On Fri, 7 Dec 2001 S.J.Vickers@open.ac.uk wrote:
Does any one know the answers to these questions?
1. Is trigonometry valid in toposes? (I'll be astonished if it isn't.) 2. Does a polynomial over the complex field C have only finitely many roots?
More precisely:
1. Over any topos with nno, let R be the locale of "formal reals", i.e. the classifier for the geometric theory of Dedekind sections.
Do sin, cos, arctan, etc. : R -> R exist and satisfy the expected properties? Are there general results (e.g. on power series) that say Yes, of course they do?
The space of Dedekind reals is Cauchy-complete, so any convergent power series such as sin or cos defines an endomorphism of it. Moreover, provided (as in this case) we can calculate a "modulus of convergense" for the power series explicitly from a bound for x, it's easy to see that the construction x |--> sin x commutes with inverse image functors, so it must be induced by an endomorphism of the classifying topos (that is, of the locale of formal reals).
2. Consider the space S of square roots of the generic complex number.
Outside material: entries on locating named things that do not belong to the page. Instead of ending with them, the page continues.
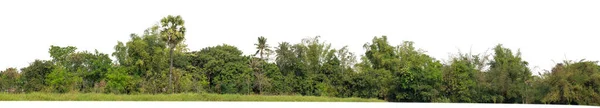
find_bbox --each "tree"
[21,60,54,92]
[190,44,254,94]
[0,68,21,93]
[160,15,185,93]
[487,45,531,103]
[250,36,272,94]
[443,53,481,103]
[542,60,600,105]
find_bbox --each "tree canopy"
[0,15,600,105]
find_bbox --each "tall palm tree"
[160,15,185,92]
[254,36,272,60]
[251,36,272,94]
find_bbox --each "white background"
[0,0,600,72]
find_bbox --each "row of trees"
[0,16,600,105]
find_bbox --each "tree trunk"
[169,47,175,93]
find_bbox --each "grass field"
[0,93,384,102]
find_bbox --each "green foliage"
[105,67,134,94]
[542,60,600,105]
[0,68,22,93]
[46,66,82,93]
[442,53,481,102]
[487,45,531,103]
[0,93,383,102]
[191,44,253,93]
[0,16,600,105]
[21,60,54,92]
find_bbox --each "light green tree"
[160,15,185,93]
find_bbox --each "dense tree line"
[0,16,600,105]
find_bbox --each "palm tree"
[251,36,272,94]
[160,15,185,92]
[254,36,272,60]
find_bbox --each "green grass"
[0,93,384,102]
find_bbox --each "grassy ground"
[0,93,384,102]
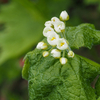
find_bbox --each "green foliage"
[66,24,100,49]
[84,0,100,4]
[96,77,100,97]
[22,24,100,100]
[0,2,44,64]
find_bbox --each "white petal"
[51,49,61,58]
[47,32,59,46]
[51,17,60,24]
[60,57,67,65]
[57,38,68,50]
[60,11,69,21]
[54,21,65,33]
[43,27,54,37]
[44,21,53,27]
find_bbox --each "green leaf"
[22,24,100,100]
[84,0,100,4]
[95,76,100,97]
[66,24,100,49]
[23,50,100,100]
[0,1,44,64]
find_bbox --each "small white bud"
[36,42,47,49]
[60,57,67,65]
[68,51,74,58]
[60,11,69,21]
[51,17,60,24]
[57,38,68,50]
[43,51,49,57]
[51,49,61,58]
[47,32,59,46]
[44,21,53,27]
[43,27,54,37]
[54,21,65,33]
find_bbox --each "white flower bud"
[51,49,61,58]
[44,21,53,27]
[57,38,68,50]
[47,31,59,46]
[36,42,47,49]
[60,57,67,65]
[43,51,49,57]
[43,27,54,37]
[60,11,69,21]
[51,17,60,24]
[68,51,74,58]
[54,21,65,33]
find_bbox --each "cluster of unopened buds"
[36,11,74,65]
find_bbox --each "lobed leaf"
[22,24,100,100]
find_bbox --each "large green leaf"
[22,24,100,100]
[0,1,44,64]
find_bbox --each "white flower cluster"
[36,11,74,65]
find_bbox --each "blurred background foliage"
[0,0,100,100]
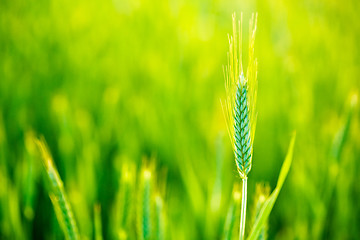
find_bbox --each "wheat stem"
[239,177,247,240]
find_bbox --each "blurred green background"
[0,0,360,239]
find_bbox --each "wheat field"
[0,0,360,240]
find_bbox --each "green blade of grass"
[247,133,296,240]
[34,138,79,240]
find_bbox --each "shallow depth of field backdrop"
[0,0,360,239]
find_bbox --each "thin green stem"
[239,176,247,240]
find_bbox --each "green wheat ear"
[223,14,257,179]
[35,138,79,240]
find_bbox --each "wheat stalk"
[222,184,241,240]
[35,138,79,240]
[222,14,257,239]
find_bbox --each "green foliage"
[34,139,79,240]
[0,0,360,240]
[247,133,296,240]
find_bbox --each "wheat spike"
[222,14,257,178]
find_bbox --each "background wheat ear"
[112,161,136,239]
[252,183,270,240]
[222,183,241,240]
[34,137,79,240]
[94,204,103,240]
[137,167,154,240]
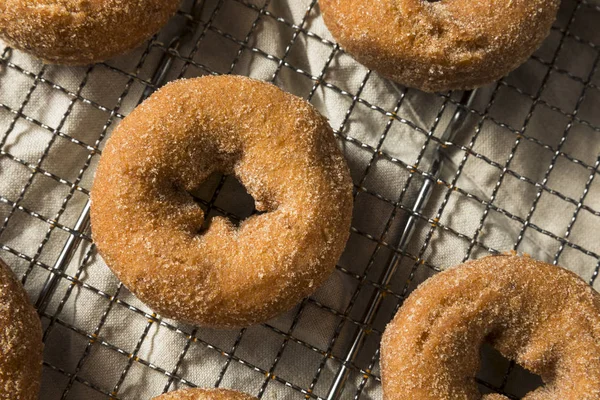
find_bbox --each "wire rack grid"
[0,0,600,399]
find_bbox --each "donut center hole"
[476,343,544,399]
[189,173,260,232]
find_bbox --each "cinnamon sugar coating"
[381,254,600,400]
[0,260,43,400]
[0,0,180,65]
[91,76,352,328]
[153,389,258,400]
[319,0,560,92]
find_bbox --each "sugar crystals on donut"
[319,0,560,92]
[381,254,600,400]
[91,76,352,327]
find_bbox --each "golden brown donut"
[381,254,600,400]
[0,260,44,400]
[0,0,180,65]
[153,389,258,400]
[91,76,352,327]
[319,0,559,92]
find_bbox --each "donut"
[0,0,180,65]
[381,254,600,400]
[91,76,352,328]
[153,389,258,400]
[319,0,560,92]
[0,260,43,400]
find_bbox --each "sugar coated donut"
[153,389,258,400]
[0,0,180,65]
[381,254,600,400]
[91,76,352,327]
[0,260,43,400]
[319,0,559,92]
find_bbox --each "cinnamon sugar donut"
[91,76,352,327]
[319,0,559,92]
[0,260,43,400]
[381,254,600,400]
[153,389,258,400]
[0,0,180,65]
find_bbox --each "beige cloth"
[0,0,600,399]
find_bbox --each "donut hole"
[188,172,264,233]
[476,343,544,399]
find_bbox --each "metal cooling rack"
[0,0,600,400]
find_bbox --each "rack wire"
[0,0,600,400]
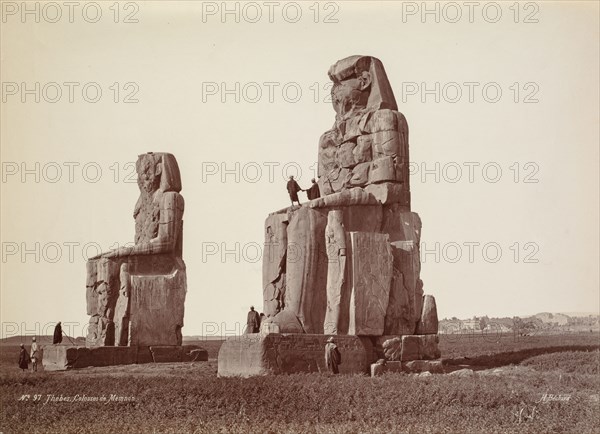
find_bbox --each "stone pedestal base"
[41,345,208,371]
[218,333,375,377]
[371,360,444,377]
Working over C, it is the locale corresponding to the squaring map s: C -> C, z |-> z^2. The fibre over w is the space of square roots of w.
s is not a local homeomorphism, so S is not a discrete locale. Hence we can't say S is even a set, let alone a finite set in any of the known senses. I don't believe its discretization pt(S) is Kuratowski finite either. If I've calculated it correctly, it is S except for having an empty stalk over zero (oops!), and there is no neighbourhood of zero on which an enumeration can be given of all the elements of pt(S).
On the other hand, S is a Stone locale - one can easily construct the sheaf of Boolean algebras that is its lattice of compact opens. That sheaf of Boolean algebras is not Kuratowski finite, nor even, it seems to me, a subsheaf of a Kuratowski finite sheaf.
So is there any sense at all in which S is finite?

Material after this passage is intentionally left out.